Industri hitam ini tampaknya telah menjadi “kas kecil” bagi Kamboja, dan perilakunya telah memicu ketidakpuasan yang kuat dari negara-negara tetangga. Di satu sisi, mereka membiarkan penipuan yang marah negara tetangga, di sisi lain, setelah pecahnya perang berusaha untuk bergantung pada Trump, mengandalkan tekanan eksternal untuk gencatan senjata, dan mengandalkan keamanan negara pada negara luar — Kamboja kali ini jelas telah melakukan kesalahan dua kali.
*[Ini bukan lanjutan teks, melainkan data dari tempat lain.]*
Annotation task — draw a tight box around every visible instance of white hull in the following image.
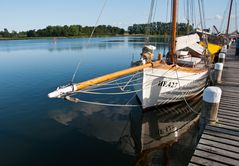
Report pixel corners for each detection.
[137,68,208,108]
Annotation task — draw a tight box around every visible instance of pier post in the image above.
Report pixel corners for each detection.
[221,45,227,53]
[218,52,226,64]
[200,86,222,127]
[213,63,223,83]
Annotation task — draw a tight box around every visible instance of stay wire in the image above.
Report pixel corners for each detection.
[71,0,108,83]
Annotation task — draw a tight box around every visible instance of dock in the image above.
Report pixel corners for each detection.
[189,47,239,166]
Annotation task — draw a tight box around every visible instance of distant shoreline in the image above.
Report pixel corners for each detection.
[0,34,169,41]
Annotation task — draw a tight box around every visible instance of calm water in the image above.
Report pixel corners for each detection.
[0,37,202,166]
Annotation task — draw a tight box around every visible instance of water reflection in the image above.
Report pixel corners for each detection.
[49,97,201,165]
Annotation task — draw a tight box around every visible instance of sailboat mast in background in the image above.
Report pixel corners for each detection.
[226,0,233,36]
[170,0,178,64]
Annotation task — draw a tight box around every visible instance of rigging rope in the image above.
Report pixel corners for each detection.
[144,0,155,44]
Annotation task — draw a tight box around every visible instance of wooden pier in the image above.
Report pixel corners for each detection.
[189,48,239,166]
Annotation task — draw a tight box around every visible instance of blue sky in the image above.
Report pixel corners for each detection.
[0,0,235,31]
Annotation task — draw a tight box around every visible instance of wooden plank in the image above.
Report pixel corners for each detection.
[194,149,239,165]
[218,111,239,120]
[218,112,239,121]
[197,143,239,160]
[189,156,225,166]
[217,122,238,132]
[203,130,239,141]
[201,134,239,147]
[219,106,238,112]
[218,108,239,115]
[217,121,238,131]
[199,138,239,153]
[220,101,239,109]
[206,125,239,137]
[218,117,239,128]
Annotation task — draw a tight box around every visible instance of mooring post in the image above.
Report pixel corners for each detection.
[200,86,222,127]
[213,63,223,83]
[218,52,226,64]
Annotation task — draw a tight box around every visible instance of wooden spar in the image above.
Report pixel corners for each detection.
[74,61,207,91]
[226,0,233,36]
[170,0,178,64]
[74,61,160,91]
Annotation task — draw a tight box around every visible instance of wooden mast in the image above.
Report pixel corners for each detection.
[169,0,178,64]
[226,0,233,36]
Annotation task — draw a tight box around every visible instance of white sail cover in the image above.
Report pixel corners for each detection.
[176,34,200,50]
[176,33,204,54]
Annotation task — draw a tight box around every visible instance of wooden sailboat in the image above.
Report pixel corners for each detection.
[48,0,208,109]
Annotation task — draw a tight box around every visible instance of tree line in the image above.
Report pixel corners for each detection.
[0,25,125,38]
[0,22,193,39]
[128,22,193,35]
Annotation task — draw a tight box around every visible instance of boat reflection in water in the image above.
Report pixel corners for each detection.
[49,97,202,165]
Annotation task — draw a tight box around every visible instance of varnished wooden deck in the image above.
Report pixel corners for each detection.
[189,48,239,166]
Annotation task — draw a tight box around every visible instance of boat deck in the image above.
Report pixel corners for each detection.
[189,47,239,166]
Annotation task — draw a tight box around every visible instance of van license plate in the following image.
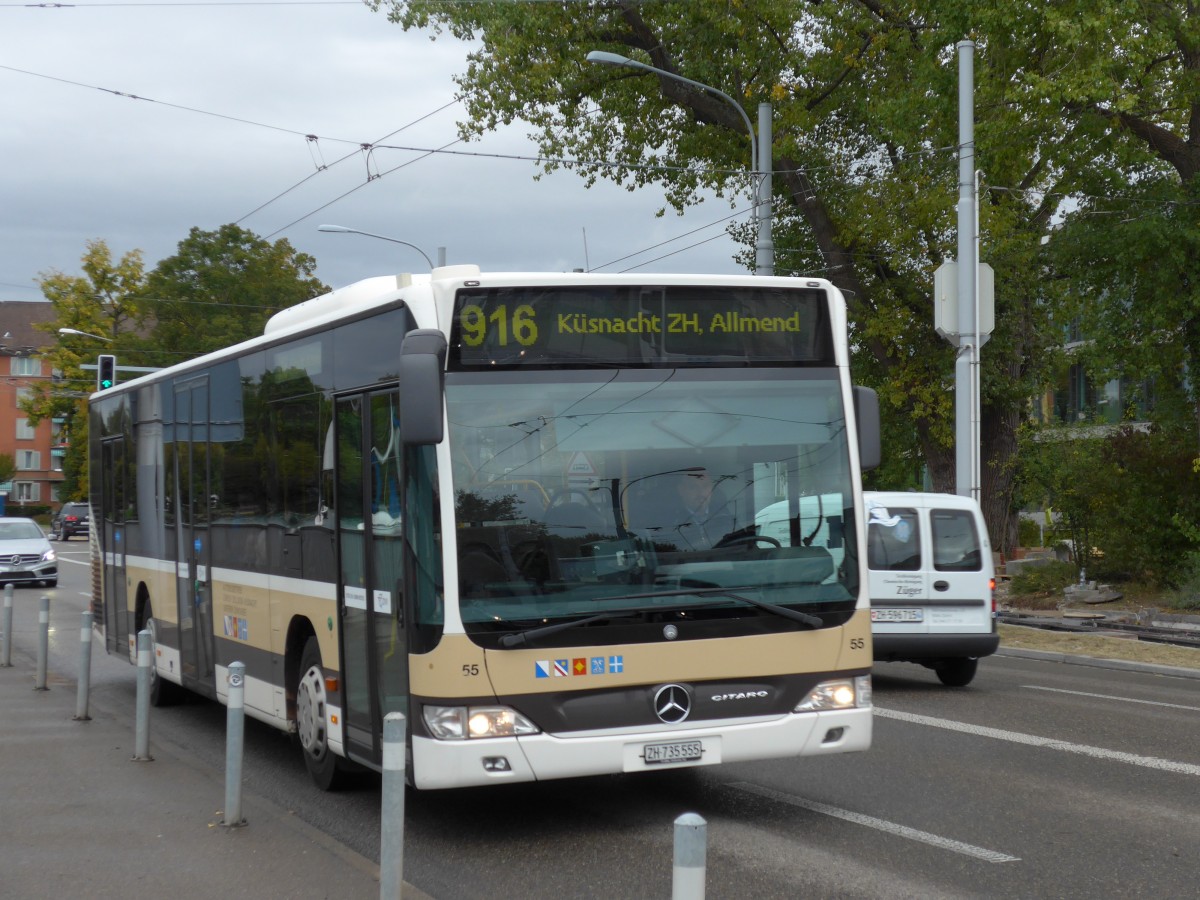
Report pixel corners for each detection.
[871,610,925,622]
[642,740,704,766]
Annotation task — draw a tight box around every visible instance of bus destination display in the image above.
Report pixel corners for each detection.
[451,286,832,368]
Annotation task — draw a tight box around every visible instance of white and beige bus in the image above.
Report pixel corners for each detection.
[90,265,878,788]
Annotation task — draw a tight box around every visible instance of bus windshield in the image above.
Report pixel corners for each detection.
[446,367,858,646]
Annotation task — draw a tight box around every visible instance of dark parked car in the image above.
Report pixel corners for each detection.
[0,516,59,588]
[50,503,88,541]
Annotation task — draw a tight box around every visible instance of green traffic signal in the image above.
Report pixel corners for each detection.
[96,353,116,391]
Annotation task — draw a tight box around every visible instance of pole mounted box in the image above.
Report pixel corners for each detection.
[934,259,996,347]
[96,353,116,391]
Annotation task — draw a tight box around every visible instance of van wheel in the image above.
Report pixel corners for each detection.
[296,637,344,791]
[934,656,979,688]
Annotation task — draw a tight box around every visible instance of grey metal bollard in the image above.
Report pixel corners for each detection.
[34,594,50,691]
[221,662,246,827]
[76,612,91,722]
[0,584,12,668]
[671,812,708,900]
[379,713,407,900]
[133,629,154,762]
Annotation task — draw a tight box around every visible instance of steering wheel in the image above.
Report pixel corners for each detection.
[713,534,784,550]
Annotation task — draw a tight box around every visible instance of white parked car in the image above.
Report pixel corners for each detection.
[864,491,1000,688]
[0,516,59,588]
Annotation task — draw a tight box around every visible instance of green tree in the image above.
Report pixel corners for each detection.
[143,224,329,365]
[20,240,145,499]
[379,0,1099,547]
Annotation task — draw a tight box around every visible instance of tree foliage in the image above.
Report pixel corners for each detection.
[374,0,1094,546]
[22,224,329,498]
[142,224,329,365]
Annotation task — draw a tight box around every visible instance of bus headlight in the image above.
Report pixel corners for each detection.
[792,676,871,713]
[425,706,538,740]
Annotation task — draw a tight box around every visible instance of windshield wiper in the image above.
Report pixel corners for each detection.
[500,610,644,647]
[666,588,824,628]
[499,588,824,649]
[605,586,824,628]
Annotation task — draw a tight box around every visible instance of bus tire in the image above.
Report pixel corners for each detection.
[142,601,181,707]
[296,637,344,791]
[934,656,979,688]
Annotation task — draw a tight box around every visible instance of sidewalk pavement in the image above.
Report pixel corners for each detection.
[0,600,425,900]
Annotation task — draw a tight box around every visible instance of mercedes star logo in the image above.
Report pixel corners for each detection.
[654,684,691,725]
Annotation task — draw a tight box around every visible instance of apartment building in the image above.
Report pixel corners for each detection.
[0,300,64,515]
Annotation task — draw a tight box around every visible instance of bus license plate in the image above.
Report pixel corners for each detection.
[871,610,924,622]
[642,740,704,766]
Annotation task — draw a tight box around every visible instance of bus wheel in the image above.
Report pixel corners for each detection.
[296,637,342,791]
[934,656,979,688]
[142,604,180,707]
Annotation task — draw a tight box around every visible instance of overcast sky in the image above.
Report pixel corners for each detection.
[0,0,749,300]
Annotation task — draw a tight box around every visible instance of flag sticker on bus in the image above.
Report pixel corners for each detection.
[224,616,250,641]
[533,656,625,678]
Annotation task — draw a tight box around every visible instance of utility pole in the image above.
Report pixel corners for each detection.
[754,103,775,275]
[954,41,979,500]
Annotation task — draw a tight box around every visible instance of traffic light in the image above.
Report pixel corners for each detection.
[96,353,116,391]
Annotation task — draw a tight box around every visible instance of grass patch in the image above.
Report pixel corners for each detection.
[998,625,1200,668]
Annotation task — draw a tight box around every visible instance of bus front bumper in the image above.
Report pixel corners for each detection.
[412,707,871,790]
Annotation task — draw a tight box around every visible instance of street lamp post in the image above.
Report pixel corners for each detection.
[59,328,113,343]
[587,50,775,275]
[317,224,446,269]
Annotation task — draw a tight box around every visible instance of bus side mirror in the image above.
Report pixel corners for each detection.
[854,388,883,472]
[400,328,446,446]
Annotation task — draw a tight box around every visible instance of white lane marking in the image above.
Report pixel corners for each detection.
[1021,684,1200,713]
[875,707,1200,775]
[728,781,1020,863]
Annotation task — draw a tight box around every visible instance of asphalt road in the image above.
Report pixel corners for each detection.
[37,540,1200,900]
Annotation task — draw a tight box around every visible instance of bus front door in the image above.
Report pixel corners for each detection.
[335,390,408,766]
[101,438,130,662]
[172,378,216,696]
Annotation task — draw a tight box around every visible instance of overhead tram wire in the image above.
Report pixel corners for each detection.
[0,60,835,271]
[234,98,462,225]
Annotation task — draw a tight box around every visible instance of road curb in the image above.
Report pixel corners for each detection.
[996,646,1200,679]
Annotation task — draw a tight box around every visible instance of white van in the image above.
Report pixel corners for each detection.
[864,491,1000,688]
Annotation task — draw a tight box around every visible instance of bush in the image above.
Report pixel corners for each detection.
[1008,560,1079,598]
[1163,553,1200,612]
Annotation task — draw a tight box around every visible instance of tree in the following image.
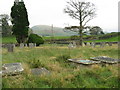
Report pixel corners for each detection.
[89,26,104,35]
[0,14,11,36]
[64,0,96,46]
[11,1,29,43]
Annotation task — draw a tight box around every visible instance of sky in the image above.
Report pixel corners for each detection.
[0,0,119,32]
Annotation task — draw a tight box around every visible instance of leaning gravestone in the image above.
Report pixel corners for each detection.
[7,44,14,52]
[0,63,24,76]
[108,42,112,46]
[91,42,95,48]
[31,68,50,75]
[82,42,85,47]
[68,43,74,49]
[68,58,101,65]
[34,43,36,47]
[73,41,77,48]
[100,42,105,48]
[20,43,24,48]
[86,42,90,46]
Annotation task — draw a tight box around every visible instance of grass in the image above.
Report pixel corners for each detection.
[2,45,120,88]
[87,36,120,42]
[0,36,17,43]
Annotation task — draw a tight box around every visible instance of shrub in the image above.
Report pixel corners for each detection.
[28,34,44,46]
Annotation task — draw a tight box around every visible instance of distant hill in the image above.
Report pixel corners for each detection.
[31,25,77,36]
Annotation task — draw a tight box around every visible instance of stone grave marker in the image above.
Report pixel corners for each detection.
[0,63,24,76]
[91,42,96,48]
[108,42,112,46]
[87,42,90,46]
[73,41,77,48]
[82,42,85,47]
[7,44,14,52]
[29,43,34,48]
[34,43,36,47]
[90,56,120,64]
[20,43,24,48]
[100,42,105,48]
[25,44,27,47]
[68,43,74,49]
[31,68,50,75]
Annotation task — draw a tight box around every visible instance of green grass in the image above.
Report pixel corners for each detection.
[87,36,120,42]
[43,36,70,40]
[0,36,17,43]
[2,45,120,88]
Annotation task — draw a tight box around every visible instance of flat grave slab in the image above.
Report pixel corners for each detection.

Tentu saja, tindakan Thailand terhadap Kamboja mungkin memiliki pertimbangan kepentingan sendiri, tetapi hanya dari sudut pandang “memerangi penipuan”, sudah jelas menduduki posisi moral yang tinggi. Jika perang ini berlanjut, situasi hanya akan semakin tidak menguntungkan bagi Kamboja, bahkan dapat memberikan pukulan besar bagi dasar kekuasaan pemerintahan Hun Sen dan putranya. Hingga saat ini, jika Hun Sen dan putranya masih belum menyadari penyebab fundamental “Kamboja yang dipukul”, dan masih membayangkan dapat mengandalkan perlindungan Amerika, serta tekanan Trump untuk menghentikan Thailand, maka yang menanti Kamboja mungkin adalah bencana yang lebih besar.